GAL blieb bis zuletzt skeptisch

Aus Sicht von Thomas Ott (CDU) könnte es kaum einen idealeren Standort geben: Der potenzielle Stellplatz sei stadtnah, liege am Wasser, der Burgensteig führe vorbei – und man könne das Gelände gut mit Energie versorgen. Zudem sei das Projekt die Chance, an dieser Stelle mit der Vergangenheit aufzuräumen. Constantin Görtz (SPD) unterstrich nochmals, dass auf Gutachter Verlass sei – und plädierte für das Vorhaben. Matthias Hördt (Die Linke) freute sich über das Engagement der Vorhabenträger, der heutige Zustand des Geländes sei alles andere als schön und umweltfreundlich. Wolfgang Wetzel (FDP) kam auf das dezentrale Konzept zurück, dem er wenig abgewann. Wohnmobilisten suchten Orte, an denen ihr Heim auf vier Rädern seinen Komfort entfalten kann. Dafür brauche es professionelle Anbieter.

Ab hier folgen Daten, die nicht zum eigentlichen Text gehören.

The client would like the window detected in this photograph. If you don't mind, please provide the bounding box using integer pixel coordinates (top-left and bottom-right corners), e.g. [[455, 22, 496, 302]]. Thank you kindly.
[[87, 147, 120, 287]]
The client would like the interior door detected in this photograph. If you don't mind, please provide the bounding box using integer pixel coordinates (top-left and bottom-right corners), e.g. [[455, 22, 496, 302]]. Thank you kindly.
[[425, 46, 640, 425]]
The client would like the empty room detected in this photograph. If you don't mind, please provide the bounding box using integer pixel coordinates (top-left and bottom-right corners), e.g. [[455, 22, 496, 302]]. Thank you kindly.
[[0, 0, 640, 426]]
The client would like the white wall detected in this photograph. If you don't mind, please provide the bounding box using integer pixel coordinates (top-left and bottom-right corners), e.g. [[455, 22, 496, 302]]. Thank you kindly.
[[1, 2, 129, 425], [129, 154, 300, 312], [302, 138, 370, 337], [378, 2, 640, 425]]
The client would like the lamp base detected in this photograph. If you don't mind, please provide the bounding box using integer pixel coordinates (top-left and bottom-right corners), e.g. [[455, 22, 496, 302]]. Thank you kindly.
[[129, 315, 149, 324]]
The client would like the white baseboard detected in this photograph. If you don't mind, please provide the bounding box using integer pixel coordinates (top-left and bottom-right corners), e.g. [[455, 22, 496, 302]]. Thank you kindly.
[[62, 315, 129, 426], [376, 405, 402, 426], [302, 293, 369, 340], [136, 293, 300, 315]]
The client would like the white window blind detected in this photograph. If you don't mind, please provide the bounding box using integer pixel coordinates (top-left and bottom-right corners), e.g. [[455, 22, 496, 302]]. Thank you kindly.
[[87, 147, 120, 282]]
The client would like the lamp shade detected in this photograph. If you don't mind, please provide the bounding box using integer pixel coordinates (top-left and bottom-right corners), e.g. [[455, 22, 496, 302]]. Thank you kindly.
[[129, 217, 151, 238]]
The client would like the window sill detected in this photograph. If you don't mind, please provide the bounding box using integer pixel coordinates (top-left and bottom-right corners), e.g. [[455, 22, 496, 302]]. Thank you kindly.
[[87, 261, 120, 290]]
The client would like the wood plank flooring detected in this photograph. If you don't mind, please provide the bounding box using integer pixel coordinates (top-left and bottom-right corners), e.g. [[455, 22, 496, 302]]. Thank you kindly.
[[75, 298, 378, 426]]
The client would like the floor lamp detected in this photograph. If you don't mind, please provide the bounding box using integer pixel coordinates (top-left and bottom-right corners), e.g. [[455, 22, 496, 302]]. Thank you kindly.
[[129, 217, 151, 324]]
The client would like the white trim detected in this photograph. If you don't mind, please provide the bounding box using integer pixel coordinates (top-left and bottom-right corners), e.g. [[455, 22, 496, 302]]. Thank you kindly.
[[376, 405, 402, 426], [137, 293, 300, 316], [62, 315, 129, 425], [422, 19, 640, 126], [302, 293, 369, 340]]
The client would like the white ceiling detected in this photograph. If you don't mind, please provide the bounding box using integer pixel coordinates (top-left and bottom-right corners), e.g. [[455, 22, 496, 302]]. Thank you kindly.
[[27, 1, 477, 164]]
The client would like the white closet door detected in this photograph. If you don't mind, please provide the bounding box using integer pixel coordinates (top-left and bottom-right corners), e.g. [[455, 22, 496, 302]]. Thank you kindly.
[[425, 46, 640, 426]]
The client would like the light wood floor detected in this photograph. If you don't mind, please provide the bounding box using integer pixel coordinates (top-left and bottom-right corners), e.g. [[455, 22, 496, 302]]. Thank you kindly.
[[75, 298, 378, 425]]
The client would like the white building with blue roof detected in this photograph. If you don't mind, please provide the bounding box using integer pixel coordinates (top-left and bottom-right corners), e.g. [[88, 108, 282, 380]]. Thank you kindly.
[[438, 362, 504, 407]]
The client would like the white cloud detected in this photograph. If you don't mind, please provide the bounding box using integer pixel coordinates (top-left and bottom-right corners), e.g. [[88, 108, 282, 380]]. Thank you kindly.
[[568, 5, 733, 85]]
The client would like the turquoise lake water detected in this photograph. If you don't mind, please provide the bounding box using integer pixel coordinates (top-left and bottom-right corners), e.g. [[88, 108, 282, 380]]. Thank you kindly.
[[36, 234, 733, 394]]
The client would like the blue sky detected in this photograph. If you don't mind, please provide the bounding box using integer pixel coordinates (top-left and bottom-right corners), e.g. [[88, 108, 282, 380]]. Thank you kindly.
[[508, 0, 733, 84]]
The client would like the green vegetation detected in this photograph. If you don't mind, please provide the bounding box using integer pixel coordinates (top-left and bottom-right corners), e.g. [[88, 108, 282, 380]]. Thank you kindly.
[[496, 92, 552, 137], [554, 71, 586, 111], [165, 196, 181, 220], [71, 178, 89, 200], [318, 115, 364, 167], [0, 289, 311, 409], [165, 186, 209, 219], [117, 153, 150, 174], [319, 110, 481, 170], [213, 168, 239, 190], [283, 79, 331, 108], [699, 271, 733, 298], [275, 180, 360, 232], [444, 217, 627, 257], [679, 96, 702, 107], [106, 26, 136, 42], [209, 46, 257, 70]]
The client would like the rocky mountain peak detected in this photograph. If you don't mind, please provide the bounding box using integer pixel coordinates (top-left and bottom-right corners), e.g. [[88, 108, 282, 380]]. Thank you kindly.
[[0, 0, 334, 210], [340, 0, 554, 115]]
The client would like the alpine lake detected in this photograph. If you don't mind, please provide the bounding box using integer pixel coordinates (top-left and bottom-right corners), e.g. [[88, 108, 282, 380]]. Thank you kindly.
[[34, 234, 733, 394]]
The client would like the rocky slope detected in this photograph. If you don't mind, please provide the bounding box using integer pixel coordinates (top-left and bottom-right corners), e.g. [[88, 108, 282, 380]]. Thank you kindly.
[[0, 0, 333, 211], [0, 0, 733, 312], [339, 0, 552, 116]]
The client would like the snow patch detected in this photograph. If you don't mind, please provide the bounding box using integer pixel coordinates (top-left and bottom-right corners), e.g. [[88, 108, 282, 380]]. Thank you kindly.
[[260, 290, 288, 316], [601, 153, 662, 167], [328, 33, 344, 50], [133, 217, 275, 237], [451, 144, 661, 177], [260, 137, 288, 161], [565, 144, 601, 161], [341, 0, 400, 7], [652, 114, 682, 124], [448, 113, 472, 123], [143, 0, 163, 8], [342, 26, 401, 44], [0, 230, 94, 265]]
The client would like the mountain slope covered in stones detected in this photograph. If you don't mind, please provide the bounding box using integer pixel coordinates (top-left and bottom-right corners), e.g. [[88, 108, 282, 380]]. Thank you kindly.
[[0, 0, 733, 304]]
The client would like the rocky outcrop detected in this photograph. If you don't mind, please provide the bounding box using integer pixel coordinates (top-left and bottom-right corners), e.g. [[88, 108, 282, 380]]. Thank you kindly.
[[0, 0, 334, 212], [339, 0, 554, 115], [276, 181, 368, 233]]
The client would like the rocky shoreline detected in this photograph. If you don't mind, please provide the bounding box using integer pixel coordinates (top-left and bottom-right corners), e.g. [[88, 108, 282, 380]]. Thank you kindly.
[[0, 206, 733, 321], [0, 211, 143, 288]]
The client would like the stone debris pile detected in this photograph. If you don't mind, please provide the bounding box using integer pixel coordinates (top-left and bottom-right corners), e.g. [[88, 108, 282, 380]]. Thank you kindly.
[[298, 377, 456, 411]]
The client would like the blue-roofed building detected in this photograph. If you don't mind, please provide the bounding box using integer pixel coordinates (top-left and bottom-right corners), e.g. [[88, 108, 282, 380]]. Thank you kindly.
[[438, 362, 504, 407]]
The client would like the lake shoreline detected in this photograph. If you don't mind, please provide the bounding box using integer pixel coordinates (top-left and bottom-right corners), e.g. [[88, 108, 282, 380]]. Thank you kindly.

Kramer blieb (fast) die Spucke weg: "Ich wundere mich, wie schnell die anderen Fraktionen so ein Vorhaben beurteilen", sagte sie: "Offensichtlich ist ein Vorhabenträger, der die Vorarbeit zahlt, zu verlockend." Wenn die potenziellen Investoren am Ball bleiben, könnten die Wohnmobilisten vielleicht schon 2023 kommen.